子どもの歯並びを良くするには?|顎を育てる食べ方・噛む習慣【歯科衛生士ママ】

2026/6/25 公開

子どもの歯並びを良くするには?|顎を育てる食べ方・噛む習慣【歯科衛生士ママ】

※本記事はアフィリエイト広告を含む場合があります。紹介する商品・サービスは筆者が実際に使用・検討したものに限定しています。

✅ 結論

  • 一般的な答え:歯並びは遺伝だけで決まらず、"顎が育つかどうか"が大きいとされています。やわらかいものに偏らず、よく噛んで顎を育てることが、永久歯がきれいに並ぶ土台づくりの助けになります。
  • 歯科衛生士ママ(miumiu)から:現場でも、毎日の食事で「よく噛む・前歯で噛みちぎる・大きめに切る」をおすすめしています。乳歯のすき間(すきっ歯)は、むしろ永久歯が並ぶスペースができる良いサイン。ただし、矯正が必要かどうかの診断は歯科医師の領域なので、気になるときはかかりつけの歯科医院へ。
  • おすすめの選択肢:①根菜・きのこなど歯ごたえのある食材を一品足す/②りんごの丸かじりなど前歯を使うメニューを取り入れる/③食材を少し大きめに切って噛む回数を増やす。全部でなく、できそうな食べ方の工夫ひとつから。安全のため、のどに詰まらせないよう年齢に合わせて見守りを。

📌 この記事でわかること

  • 歯並びは「遺伝」だけで決まらない理由
  • 顎を育てる食べ方・噛む習慣
  • 乳歯の「すきっ歯」が良いサインなワケ
  • 歯科で相談する目安

「子どもの歯並び、わたし(親)に似て心配…」と思っていませんか。じつは歯並びは遺伝だけで決まるものではなく、毎日の食べ方や噛む習慣で“顎の育ち方”が大きく変わります。歯科衛生士として、そして2人の子ども(11歳と10歳)を育てる母として、毎日のなかでできることをまとめました。
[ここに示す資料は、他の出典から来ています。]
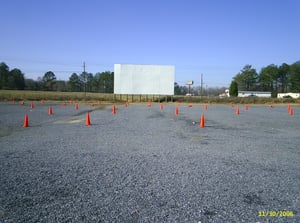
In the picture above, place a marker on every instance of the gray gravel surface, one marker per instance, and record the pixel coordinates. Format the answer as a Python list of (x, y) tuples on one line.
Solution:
[(144, 164)]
※わたしは歯科衛生士で、予防やケアが専門です。歯並びの診断や矯正が必要かどうか、どんな方法が合うかは歯科医師が判断します。気になることは、かかりつけの歯科医院にご相談ください。

歯並びは「遺伝」だけじゃない|顎の育ち方が大きい

たしかに、顎の大きさや形は親から受け継ぐ部分もあります。でもそれ以上に大きいのが「顎が育つかどうか」。やわらかいものばかり食べていると顎がしっかり発達せず、永久歯が並ぶスペースが足りなくなって、歯がガタガタになりやすいのです。逆に、よく噛んで顎が育てば、歯がきれいに並ぶ土台ができます。最近は、やわらかい食事に偏って顎が小さく、歯並びが乱れる子が増えているといわれます。

顎を育てる食べ方|「よく噛む」「前歯で噛みちぎる」

特別なことは要りません。毎日の食事で“噛む回数”を増やすのがいちばんです。

  • よく噛むメニューを:やわらかいものばかりにせず、根菜・きのこ・海藻など歯ごたえのあるものを取り入れる
  • 前歯で噛みちぎる:とうもろこし、骨つきでない鶏肉、フランスパン、りんごの丸かじりなど。前歯を使うことが顎や歯列にとって良い刺激になります
  • 大きめに切る:食べやすいよう細かく切りすぎると、噛む回数が減ってしまいます。歯並びを考えるなら、少し大きめに切ってあげるのがコツ

よく噛むことは、脳の働きにもよい影響があるとも言われます。一石二鳥ですね。

※安全のために:小さなお子さんは、硬いものや大きいものをのどに詰まらせないよう、年齢や成長に合わせて無理なく。よく見守りながら、少しずつ進めてください。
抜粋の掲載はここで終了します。